The following two treatments have been clinically proven to successfully treat hair loss in men to varying degrees.
Finasteride's hair-raising success is due to its ability to specifically inhibit Type II 5-alpha-reductace, the enzyme that converts testosterone into a more potent androgen dihydrotestosterone (DHT). Propecia's 1 mg dose of finasteride can effectively lower DHT levels by as much as 60% when taken daily. It is DHT that shrinks or miniaturizes the hair follicle, which eventually leads to baldness. This 60% reduction in DHT has proven to stop the progression of hair loss in 86% of men taking the drug during clinical trials. 65% of trial participants experienced what was considered a substantial increase in hair growth.
At this point, the only truly effective medically proven way to arrest the hair loss process is to lower DHT levels. IHT recommends finasteride as the first line of attack for all men interested in treating their male pattern baldness.

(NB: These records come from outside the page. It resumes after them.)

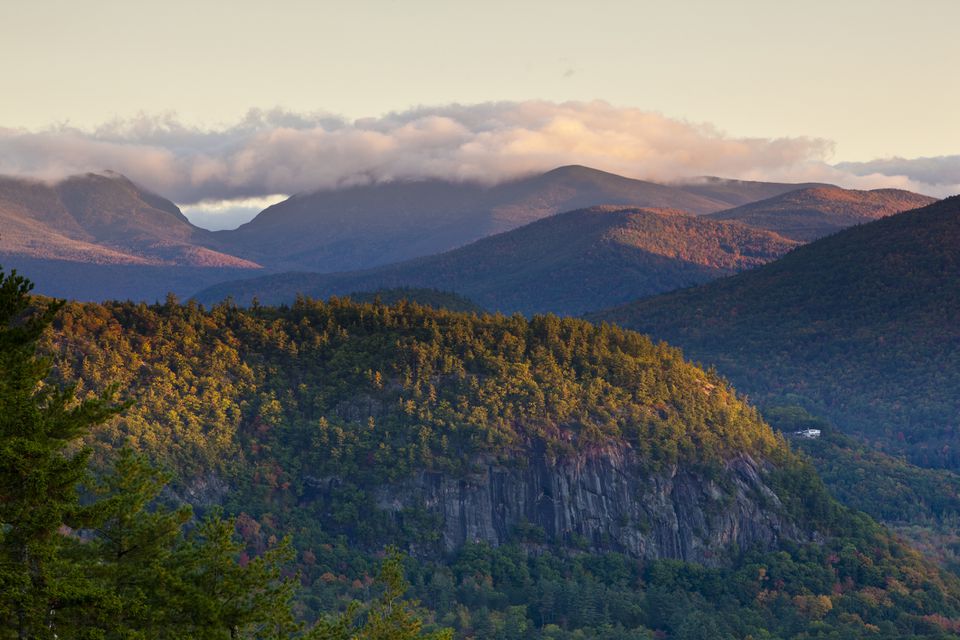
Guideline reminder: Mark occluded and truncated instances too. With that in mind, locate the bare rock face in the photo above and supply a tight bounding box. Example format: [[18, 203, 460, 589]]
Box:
[[373, 445, 807, 566]]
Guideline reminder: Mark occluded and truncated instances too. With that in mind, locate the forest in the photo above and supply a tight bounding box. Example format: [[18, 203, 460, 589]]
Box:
[[4, 267, 960, 638]]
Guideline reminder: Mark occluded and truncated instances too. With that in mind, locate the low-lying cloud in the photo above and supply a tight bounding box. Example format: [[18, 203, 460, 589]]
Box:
[[1, 101, 833, 202], [836, 156, 960, 192], [1, 102, 956, 223]]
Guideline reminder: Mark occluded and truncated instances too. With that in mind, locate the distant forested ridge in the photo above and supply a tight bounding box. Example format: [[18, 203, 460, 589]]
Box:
[[345, 287, 485, 313], [704, 186, 936, 241], [193, 206, 797, 314], [594, 196, 960, 471]]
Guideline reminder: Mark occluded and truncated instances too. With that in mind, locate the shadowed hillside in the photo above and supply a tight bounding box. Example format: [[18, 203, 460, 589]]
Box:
[[594, 196, 960, 470], [346, 287, 484, 313]]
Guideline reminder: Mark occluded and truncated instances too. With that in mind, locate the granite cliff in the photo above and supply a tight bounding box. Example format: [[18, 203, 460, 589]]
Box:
[[309, 446, 808, 565]]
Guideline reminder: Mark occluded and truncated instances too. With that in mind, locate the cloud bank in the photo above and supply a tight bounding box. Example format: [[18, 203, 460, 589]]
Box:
[[835, 156, 960, 193], [1, 102, 956, 221], [0, 101, 833, 201]]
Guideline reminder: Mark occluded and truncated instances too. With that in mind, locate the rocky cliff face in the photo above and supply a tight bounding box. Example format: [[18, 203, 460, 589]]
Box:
[[372, 445, 808, 566]]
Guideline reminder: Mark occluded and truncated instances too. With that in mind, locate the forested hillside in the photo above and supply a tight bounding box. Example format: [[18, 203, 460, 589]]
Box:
[[765, 406, 960, 574], [595, 196, 960, 471], [15, 286, 960, 638]]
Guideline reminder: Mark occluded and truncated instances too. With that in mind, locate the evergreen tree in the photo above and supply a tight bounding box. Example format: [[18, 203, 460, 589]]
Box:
[[308, 548, 452, 640], [80, 449, 192, 637], [172, 511, 299, 639], [0, 268, 123, 638]]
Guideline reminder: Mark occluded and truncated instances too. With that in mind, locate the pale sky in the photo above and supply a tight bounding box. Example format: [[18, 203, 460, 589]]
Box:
[[1, 0, 958, 228]]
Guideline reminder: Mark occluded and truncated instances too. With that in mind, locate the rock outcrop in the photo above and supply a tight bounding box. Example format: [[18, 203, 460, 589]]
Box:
[[371, 445, 807, 566]]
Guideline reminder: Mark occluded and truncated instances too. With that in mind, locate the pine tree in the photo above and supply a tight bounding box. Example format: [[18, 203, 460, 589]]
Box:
[[80, 449, 192, 638], [0, 268, 124, 638], [172, 511, 299, 639], [308, 548, 452, 640]]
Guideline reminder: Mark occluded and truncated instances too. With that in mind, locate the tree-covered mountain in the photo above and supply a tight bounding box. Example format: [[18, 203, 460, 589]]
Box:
[[28, 288, 960, 638], [704, 185, 935, 241], [211, 166, 814, 273], [193, 206, 798, 314], [0, 172, 257, 268], [0, 172, 262, 301], [594, 196, 960, 471]]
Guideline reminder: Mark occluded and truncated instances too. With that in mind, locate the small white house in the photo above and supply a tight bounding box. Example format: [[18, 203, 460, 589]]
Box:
[[793, 429, 821, 439]]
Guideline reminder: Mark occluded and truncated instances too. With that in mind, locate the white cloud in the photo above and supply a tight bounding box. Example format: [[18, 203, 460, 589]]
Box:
[[0, 101, 835, 204], [834, 156, 960, 197], [1, 102, 955, 207]]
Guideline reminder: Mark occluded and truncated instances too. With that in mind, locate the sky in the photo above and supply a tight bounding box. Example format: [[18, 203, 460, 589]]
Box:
[[1, 0, 958, 229]]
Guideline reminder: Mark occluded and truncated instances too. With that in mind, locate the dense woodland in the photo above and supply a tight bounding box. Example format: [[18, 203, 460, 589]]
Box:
[[765, 407, 960, 530], [765, 406, 960, 574], [0, 268, 944, 638], [48, 291, 802, 483], [595, 196, 960, 472]]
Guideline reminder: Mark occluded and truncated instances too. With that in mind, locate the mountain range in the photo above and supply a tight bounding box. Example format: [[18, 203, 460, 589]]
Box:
[[193, 206, 798, 314], [208, 165, 820, 272], [0, 166, 939, 308], [6, 161, 960, 638]]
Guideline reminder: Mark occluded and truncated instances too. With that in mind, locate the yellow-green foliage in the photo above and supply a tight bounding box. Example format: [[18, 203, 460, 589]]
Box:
[[44, 296, 786, 484]]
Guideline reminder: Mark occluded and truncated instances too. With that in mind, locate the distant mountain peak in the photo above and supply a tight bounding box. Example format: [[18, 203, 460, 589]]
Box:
[[0, 171, 260, 298], [539, 164, 628, 179]]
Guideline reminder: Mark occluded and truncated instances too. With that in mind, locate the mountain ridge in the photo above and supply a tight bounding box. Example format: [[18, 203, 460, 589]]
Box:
[[210, 164, 745, 272], [193, 205, 799, 314], [0, 171, 264, 301], [704, 184, 936, 240], [0, 171, 259, 268]]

Minoxidil (loniten) was the first drug approved by the FDA for the treatment of male pattern baldness. For many years, minoxidill, in pill form, was widely used to treat high blood pressure. Just like finasteride researchers discovered a very interesting side effect of the drug. People taking the medication were growing hair in unexpected places like on their cheeks and the back of their hands, some even grew hair on their foreheads.

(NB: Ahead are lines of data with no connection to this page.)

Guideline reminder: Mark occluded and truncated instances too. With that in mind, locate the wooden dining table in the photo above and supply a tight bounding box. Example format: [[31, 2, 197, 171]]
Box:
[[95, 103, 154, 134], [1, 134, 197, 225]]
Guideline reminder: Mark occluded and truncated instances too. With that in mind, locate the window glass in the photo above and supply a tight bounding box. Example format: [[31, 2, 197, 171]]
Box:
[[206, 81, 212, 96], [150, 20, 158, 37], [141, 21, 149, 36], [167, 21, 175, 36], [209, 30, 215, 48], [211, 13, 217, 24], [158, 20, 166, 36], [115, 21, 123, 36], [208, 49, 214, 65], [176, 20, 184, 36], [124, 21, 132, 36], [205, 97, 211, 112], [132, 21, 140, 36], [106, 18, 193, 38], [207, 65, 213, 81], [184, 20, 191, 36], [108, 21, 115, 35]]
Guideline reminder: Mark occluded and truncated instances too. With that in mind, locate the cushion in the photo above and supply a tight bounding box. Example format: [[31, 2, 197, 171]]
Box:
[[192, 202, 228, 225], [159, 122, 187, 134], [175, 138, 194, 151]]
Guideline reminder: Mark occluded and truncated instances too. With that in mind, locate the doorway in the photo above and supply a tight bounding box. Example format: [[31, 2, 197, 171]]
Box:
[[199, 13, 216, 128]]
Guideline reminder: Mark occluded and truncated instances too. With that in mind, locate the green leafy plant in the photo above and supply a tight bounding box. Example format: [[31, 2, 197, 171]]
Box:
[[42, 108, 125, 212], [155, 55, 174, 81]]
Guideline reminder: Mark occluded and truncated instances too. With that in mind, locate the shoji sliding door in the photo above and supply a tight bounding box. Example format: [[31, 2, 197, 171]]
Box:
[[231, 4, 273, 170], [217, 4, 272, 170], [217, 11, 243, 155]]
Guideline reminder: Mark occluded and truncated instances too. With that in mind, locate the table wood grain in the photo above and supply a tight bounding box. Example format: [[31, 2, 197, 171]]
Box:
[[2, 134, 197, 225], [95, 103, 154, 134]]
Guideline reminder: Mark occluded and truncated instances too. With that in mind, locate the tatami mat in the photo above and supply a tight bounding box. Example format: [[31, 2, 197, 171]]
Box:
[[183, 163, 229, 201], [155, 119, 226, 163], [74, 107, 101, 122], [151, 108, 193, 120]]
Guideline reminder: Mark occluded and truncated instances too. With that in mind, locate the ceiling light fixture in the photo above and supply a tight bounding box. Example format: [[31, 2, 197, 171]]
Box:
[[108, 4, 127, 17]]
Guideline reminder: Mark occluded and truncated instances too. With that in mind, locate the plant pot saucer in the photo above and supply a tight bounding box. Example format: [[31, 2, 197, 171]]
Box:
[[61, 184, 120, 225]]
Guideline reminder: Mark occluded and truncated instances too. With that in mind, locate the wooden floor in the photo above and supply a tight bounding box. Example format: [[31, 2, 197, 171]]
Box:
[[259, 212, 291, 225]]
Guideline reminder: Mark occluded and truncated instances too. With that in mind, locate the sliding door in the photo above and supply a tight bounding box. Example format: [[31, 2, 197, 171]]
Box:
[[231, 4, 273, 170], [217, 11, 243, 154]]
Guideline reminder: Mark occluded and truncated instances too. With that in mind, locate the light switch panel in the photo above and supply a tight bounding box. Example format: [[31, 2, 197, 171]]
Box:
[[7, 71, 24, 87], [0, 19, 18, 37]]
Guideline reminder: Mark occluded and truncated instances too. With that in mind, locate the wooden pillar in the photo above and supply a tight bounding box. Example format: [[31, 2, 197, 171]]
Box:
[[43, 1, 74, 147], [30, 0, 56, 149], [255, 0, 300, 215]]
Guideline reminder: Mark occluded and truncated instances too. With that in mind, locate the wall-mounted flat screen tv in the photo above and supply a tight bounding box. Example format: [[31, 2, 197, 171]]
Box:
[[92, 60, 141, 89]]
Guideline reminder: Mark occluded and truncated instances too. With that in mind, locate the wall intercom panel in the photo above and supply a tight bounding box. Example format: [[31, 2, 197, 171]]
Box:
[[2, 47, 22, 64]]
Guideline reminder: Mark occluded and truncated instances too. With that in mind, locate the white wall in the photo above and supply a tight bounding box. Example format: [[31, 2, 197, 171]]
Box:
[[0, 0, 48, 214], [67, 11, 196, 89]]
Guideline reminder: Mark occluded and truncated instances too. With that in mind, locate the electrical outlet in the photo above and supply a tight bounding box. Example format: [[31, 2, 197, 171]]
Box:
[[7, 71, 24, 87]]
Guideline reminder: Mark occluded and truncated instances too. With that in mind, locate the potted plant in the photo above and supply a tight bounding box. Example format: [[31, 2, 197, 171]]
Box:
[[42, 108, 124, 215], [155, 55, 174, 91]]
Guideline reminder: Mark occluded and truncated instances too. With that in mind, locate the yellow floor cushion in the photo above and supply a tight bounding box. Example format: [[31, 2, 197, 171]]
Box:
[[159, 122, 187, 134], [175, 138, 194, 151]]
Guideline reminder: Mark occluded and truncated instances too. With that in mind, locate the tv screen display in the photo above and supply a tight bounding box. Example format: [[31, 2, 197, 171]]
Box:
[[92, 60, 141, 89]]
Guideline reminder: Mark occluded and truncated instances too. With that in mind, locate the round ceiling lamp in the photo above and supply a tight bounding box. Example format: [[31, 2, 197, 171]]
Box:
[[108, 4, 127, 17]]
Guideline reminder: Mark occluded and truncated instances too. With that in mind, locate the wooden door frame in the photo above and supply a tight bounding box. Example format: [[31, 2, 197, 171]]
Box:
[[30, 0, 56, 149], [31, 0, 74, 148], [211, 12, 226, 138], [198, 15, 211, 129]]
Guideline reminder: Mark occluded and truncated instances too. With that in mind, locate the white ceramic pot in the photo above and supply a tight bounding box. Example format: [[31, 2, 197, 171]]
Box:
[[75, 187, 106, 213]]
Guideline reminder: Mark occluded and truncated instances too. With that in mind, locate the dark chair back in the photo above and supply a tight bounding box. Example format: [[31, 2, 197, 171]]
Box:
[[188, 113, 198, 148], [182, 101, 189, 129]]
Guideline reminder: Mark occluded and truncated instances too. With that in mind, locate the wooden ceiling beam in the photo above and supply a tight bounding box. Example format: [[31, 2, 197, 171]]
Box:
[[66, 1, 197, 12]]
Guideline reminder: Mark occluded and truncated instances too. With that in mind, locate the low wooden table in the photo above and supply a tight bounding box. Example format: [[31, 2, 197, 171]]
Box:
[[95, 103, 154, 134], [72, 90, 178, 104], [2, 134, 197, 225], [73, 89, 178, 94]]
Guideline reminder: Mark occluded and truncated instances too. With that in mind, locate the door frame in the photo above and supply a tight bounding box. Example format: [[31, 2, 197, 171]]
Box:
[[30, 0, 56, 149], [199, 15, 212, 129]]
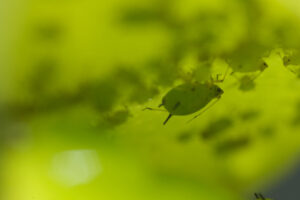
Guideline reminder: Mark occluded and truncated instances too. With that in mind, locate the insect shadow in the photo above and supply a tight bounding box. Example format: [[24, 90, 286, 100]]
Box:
[[201, 117, 233, 140], [177, 131, 194, 143], [214, 135, 251, 156], [29, 57, 57, 97], [119, 6, 164, 25], [34, 21, 63, 41], [144, 67, 229, 125], [80, 79, 119, 113], [101, 107, 131, 128], [239, 109, 261, 121], [114, 67, 160, 104]]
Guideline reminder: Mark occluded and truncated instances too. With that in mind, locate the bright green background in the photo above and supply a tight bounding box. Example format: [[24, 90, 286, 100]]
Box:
[[2, 0, 300, 200]]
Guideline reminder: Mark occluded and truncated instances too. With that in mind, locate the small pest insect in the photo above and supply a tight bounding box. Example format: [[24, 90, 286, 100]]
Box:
[[280, 49, 300, 77], [282, 49, 300, 67], [223, 42, 269, 92], [224, 39, 270, 74], [144, 70, 228, 125], [230, 72, 264, 92]]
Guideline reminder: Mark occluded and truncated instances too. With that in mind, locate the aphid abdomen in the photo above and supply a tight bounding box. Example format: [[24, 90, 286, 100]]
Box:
[[162, 83, 213, 115]]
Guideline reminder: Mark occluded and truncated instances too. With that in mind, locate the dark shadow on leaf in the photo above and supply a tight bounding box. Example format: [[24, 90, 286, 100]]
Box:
[[201, 117, 233, 140], [215, 136, 251, 156]]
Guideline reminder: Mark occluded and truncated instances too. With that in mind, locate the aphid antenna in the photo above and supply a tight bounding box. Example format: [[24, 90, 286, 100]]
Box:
[[220, 65, 230, 82], [211, 65, 230, 84], [186, 97, 221, 123]]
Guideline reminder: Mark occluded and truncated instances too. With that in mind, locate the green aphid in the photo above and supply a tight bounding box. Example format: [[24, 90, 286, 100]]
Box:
[[156, 82, 224, 125], [238, 75, 256, 92], [177, 131, 193, 143], [144, 68, 228, 125], [283, 50, 300, 67], [225, 40, 269, 73], [231, 73, 263, 92], [229, 57, 268, 74], [163, 83, 222, 112], [104, 108, 131, 127], [282, 50, 300, 77]]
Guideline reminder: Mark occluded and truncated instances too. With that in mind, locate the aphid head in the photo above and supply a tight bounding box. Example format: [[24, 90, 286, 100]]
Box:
[[211, 85, 224, 97]]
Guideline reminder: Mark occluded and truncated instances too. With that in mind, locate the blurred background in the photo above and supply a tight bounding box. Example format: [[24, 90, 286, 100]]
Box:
[[2, 0, 300, 199]]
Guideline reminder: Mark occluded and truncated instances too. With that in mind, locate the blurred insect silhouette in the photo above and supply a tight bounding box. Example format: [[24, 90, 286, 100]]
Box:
[[215, 135, 250, 155], [282, 49, 300, 67], [230, 72, 264, 92], [201, 117, 233, 140], [280, 49, 300, 78], [144, 68, 228, 125], [224, 40, 269, 91], [254, 193, 271, 200], [225, 39, 270, 74]]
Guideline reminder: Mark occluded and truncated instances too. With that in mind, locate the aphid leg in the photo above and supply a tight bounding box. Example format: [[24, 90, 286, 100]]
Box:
[[187, 97, 221, 123], [163, 114, 173, 125], [162, 102, 179, 125], [143, 107, 166, 112], [159, 99, 165, 107], [208, 75, 214, 86], [208, 74, 219, 85], [219, 65, 230, 82], [254, 193, 260, 199], [213, 66, 230, 83]]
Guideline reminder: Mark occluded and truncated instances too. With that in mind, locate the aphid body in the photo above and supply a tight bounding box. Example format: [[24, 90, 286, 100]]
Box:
[[160, 82, 224, 124], [283, 50, 300, 67], [225, 40, 269, 73]]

Some enterprising researchers had the notion that applying minoxidil topically, directly on the head, might grow hair on balding areas. Well it did this to varying degrees depending on the extent of the hair loss. For it's time, this treatment was revolutionary.
While minoxidil has been clinically proven to slow the progression of hair loss and regrow some hair, most informed experts see it as a relatively marginally effective drug in the fight against hair loss. Since minoxidil has no effect on the hormonal process of hair loss its positive effects are at best temporary and usually yield somewhat disappointing long-term results.